Amanpour will take over the anchor chair in August.
Many were surprised at the shift. All three Sunday network news shows are heavily focused on Washington insider talk and domestic political issues while Amanpour is famed for her international coverage and has never handled American domestic news.
But that appears to be one reason for the change-to shake things up. ABC News President David Westin said, “With Christiane, we have the opportunity to provide our audiences with something different on Sunday mornings.”
Ian Cameron, executive producer of “This Week,” agrees Amanpour may give the talk show a new focus, but says that will be a return to its roots. He said the show featured more world news decades ago when David Brinkley was the host, but the focus probably changed, he said, because polls showed American news viewers were less interested in international news.
“That will be our challenge,” Cameron said. “We’ll need to explain to our viewers why we’re doing these stories, why it’s connected to their lives and what it means to them.”
As to those who criticize Christiane’s novice knowledge of domestic subjects, Cameron said she will learn to be an expert just as she learned about the different conflicts she reported on for CNN.
Amanpour said, “I didn’t know about war until I started covering it.… I didn’t know about famine until I was in the middle of one.”
Amanpour is not an American citizen, a fact that has elicited no comment so far. She is a British-Iranian dual national. She and her American husband lived in London for most of the past decade before shifting to New York in 2008. Amanpour will commute to Washington from New York.
In her new ABC anchor seat, she and “This Week” will be measured against the number one Sunday talk show, NBC’s “Meet the Press,” hosted by David Gregory, and CBS’s “Face the Nation” with Bob Schieffer, which is in the number two position.
This season, an average of 2.7 million viewers have tuned into “This Week” every week, just 90,000 fewer than “Face the Nation.” Audience tracker Nielsen Co. said “Meet the Press” won by a large margin-3.3 million viewers a week.
CNN Worldwide President Jim Walton had nothing but accolades for his departing star. “Her work burnished our news brand and gave it authority. CNN and Christiane helped make each other great,” he said.
Amanpour has been seen less in recent years by CNN viewers in the United States as her main assignment has been a daily international news program shown only on CNN International, which isn’t broadcast in the United States.
ABC said Amanpour would not appear only on “This Week,” but would appear on other ABC News shows “to provide international analysis” and to anchor prime time documentaries on international topics.
The spot on “This Week” opened up when George Stephanopoulos, who worked in the Bill Clinton White House, left in December to co-host ABC’s “Good Morning America.” Since his departure, internal ABC candidates, such as Jake Tapper and Terry Moran, have filled in.

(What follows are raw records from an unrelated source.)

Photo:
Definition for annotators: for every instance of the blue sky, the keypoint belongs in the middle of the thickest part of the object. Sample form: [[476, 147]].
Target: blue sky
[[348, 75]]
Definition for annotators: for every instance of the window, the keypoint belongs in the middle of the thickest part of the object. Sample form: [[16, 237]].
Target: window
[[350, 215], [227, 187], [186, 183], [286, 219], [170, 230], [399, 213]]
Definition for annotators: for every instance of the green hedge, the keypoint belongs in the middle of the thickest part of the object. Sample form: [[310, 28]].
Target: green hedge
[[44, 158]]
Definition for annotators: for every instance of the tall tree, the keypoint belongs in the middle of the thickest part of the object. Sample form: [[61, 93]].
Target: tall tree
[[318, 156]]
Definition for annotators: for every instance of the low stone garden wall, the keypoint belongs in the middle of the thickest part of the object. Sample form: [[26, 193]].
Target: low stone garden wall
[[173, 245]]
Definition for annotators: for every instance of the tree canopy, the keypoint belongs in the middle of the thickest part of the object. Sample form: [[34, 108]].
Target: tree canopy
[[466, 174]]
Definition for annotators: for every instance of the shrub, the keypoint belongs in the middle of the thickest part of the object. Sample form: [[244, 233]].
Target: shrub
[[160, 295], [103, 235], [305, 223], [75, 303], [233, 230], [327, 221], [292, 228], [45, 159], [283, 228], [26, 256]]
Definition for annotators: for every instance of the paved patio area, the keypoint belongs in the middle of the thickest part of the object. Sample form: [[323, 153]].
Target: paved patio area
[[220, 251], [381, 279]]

Amanpour’s father is Iranian and her mother is British. She was born in London, but the family moved to Tehran when she was an infant. She grew up bilingual. At age 11, she returned to England and boarding school. She came to the United States to attend college at the University of Rhode Island; a fellow housemate was John F. Kennedy Jr. After college she went to work for CNN in Atlanta. When she became a media star and could write her own ticket, she based herself in London.
In the 1990s, she met James Rubin, an American who was then the spokesman for the State Department. They married in a well-publicized wedding ceremony in 1998. They have one child, Darius, now 10. Amanpour said they decided to alternate living in Britain and America.